É comum as pessoas me escreverem quando começam a praticar dizendo estarem perdidas e sentindo um grande desconforto. Outro dia recebi um email em que a pessoa dizia ter um vazio dentro de si que não sabia como preencher. O que acontece é que o budismo é um método que começa com uma desconstrução completa daquilo que as pessoas costumam usar como bengala ou apoio. Quando começamos a ensinar o Dharma, as pessoas perdem seus referenciais tais como: “A quem pedirei algo? Quem pode me ajudar, Buda? Existem anjos ou seres celestiais que possam me ajudar?” A mensagem do Zen é que não há ninguém lá fora para quem você possa pedir ajuda, nem à Buda, que foi um homem com nós.
As escolas budistas às vezes são mais piedosas, o zen não é exceção, e dão ao praticante algo a que se agarrar, como por exemplo, o Bodhisattva da Compaixão ou Buda Amida. Muito embora se formos fundo no estudo, veremos que esses seres não são exatamente alguém lá fora. Isso é muito bonito no sentido de existir uma fé e este processo é bastante consolador. Mas em última análise o método do Zen não é consolador e é chamado de “O Caminho Direto”, pulando todos os estágios de prática, levando diretamente a um confronto consigo mesmo e com a vacuidade do “eu”. A única coisa oferecida pelo Zen na qual o praticante pode se apoiar são suas próprias ações.
São com as suas ações que um praticante Zen budista pavimenta o caminho que ele irá percorrer. A cada pedra colocada, o praticante pode avançar no caminho. Ele pavimenta o caminho com a construção de seu próprio carma, portanto, ele altera seu carma e com isso tiramos a responsabilidade ou o poder sobrenatural de qualquer outro ser lá fora. Nós temos os poderes sobrenaturais para a construção de nossas próprias vidas. Desta e das futuras. Como? Através de seus pensamentos, atos e palavras, através da construção de seu carma.
Alguns praticantes, quando lhes tiramos as ilusões, sentem-se desapoiados. Onde me apoio?
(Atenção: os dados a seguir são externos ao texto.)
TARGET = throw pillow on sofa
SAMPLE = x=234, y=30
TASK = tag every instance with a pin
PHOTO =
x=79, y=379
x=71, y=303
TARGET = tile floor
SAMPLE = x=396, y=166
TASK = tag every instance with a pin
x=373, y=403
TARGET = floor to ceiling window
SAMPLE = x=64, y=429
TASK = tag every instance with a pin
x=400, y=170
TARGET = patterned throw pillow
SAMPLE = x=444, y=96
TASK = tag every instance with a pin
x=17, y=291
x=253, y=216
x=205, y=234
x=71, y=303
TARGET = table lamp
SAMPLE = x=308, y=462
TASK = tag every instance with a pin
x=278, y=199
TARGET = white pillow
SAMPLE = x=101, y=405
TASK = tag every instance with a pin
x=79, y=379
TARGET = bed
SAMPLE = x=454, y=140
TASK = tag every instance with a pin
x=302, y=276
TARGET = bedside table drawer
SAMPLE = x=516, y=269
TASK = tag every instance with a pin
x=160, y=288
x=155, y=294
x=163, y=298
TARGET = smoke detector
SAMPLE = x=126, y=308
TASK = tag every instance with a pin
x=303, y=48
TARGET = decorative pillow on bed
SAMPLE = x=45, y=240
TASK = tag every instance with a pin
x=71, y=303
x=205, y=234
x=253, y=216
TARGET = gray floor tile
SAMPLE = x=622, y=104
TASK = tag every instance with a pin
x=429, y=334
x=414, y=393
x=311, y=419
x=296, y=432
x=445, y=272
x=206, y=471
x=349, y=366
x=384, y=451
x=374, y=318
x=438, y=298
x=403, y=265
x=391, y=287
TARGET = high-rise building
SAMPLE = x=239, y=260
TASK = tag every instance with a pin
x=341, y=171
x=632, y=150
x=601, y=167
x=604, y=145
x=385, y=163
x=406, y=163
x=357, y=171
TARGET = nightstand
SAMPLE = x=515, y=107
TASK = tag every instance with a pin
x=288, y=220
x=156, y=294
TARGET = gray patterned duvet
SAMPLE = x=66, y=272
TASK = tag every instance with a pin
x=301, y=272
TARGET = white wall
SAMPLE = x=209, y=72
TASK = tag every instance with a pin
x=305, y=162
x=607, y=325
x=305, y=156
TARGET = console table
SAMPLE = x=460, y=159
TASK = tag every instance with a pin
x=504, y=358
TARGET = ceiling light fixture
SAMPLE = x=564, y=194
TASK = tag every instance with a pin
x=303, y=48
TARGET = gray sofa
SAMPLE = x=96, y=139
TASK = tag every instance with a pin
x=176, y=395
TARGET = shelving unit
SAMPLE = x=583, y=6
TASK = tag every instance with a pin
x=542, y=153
Porém, mesmo no Zen existe um apoio e esse apoio chama-se Sangha. Apoiando-se na Sangha ele não está só e, além disso, ele tem ainda pais, irmãos e amigos. Quando ele diz que sente um vazio dentro de si difícil de preencher, lhe falta engolir o universo, pois ainda vê as coisas de forma separada e dual. “Eu estou separado, eu sinto um vazio”! O sentimento de solidão irá acabar quando ele conseguir pôr fim à dualidade, quando não mais enxergar o “outro” e “eu”. A solidão só existe com a separação. Vocês percebem que com frequência falo de meu Mestre, Saikawa Roshi? Por quê? Porque ele me é precioso. A última vez que esteve em Florianópolis fomos caminhar na praia e cada concha, cada pequeno peixe ou água viva que ele encontrava na areia, devolvia ao mar. Acredito que este seja verdadeiramente o sentimento de estar junto com todos os seres. Esta é também uma marca constante no praticante, a referência ao Mestre, porque quando fala no Mestre está dizendo “minha família”. Essa ligação que temos com o templo sede, com nosso Mestre e até mesmo com templos de fora do Brasil, nos coloca na sensação de unicidade, desta forma nunca estamos sós.
Aqueles que se sentem desamparados quando iniciam a prática, ainda não perceberam o quão acompanhados estamos. Mas é necessário vir à Comunidade, sentir a prática coletiva e escutar seu professor. Isso é muito importante.